3. Configure Running Platform¶

Chinese proverb

Good tools are prerequisite to the successful execution of a job. – old Chinese proverb

A good programming platform can save you lots of troubles and time. Herein I will only present how to install my favorite programming platform and only show the easiest way which I know to set it up on Linux system. If you want to install on the other operator system, you can Google it. In this section, you may learn how to set up Pyspark on the corresponding programming platform and package.
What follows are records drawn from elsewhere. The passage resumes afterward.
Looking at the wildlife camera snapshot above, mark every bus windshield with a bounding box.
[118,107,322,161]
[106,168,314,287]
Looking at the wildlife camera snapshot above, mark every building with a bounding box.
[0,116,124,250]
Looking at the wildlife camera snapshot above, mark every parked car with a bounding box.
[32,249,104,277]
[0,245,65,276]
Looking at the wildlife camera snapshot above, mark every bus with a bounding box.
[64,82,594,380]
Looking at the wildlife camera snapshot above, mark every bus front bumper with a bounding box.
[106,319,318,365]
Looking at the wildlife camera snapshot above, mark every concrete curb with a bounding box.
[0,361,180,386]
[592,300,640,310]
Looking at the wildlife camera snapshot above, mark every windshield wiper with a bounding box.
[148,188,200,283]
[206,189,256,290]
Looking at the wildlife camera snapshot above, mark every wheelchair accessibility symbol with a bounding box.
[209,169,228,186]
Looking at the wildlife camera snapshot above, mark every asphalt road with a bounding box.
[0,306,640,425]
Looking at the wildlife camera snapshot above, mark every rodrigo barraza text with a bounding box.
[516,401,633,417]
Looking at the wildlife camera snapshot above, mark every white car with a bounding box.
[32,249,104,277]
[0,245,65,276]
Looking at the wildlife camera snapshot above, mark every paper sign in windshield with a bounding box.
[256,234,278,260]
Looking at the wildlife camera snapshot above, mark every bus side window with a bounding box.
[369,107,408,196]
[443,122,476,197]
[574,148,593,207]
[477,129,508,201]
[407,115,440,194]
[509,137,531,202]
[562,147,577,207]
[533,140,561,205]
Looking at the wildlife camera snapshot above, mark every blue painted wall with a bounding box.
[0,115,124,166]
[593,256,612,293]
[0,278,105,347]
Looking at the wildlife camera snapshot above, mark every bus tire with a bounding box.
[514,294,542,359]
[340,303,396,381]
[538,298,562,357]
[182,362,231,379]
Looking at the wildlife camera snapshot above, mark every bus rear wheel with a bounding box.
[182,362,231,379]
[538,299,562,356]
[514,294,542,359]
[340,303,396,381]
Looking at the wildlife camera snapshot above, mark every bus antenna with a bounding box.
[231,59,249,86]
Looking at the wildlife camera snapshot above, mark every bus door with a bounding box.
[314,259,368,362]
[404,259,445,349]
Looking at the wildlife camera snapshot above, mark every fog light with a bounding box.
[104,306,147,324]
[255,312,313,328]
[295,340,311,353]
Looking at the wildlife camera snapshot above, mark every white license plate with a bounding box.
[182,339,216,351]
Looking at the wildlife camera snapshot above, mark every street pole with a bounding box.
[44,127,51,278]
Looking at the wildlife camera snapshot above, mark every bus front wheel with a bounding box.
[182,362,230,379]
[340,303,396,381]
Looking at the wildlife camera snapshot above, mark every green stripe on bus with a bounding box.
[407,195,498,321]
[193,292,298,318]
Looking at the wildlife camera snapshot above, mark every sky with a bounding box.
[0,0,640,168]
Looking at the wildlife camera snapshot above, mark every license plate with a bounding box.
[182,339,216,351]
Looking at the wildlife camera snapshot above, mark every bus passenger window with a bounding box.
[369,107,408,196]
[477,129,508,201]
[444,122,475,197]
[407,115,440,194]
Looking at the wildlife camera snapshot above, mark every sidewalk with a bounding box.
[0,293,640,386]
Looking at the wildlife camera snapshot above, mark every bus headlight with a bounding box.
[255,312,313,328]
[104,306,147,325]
3.1. Run on Databricks Community Cloud¶

If you don’t have any experience with Linux or Unix operator system, I would love to recommend you to use Spark on Databricks Community Cloud. Since you do not need to setup the Spark and it’s totally free for Community Edition. Please follow the steps listed below.

Sign up a account at: https://community.cloud.databricks.com/login.html

Sign in with your account, then you can creat your cluster(machine), table(dataset) and notebook(code).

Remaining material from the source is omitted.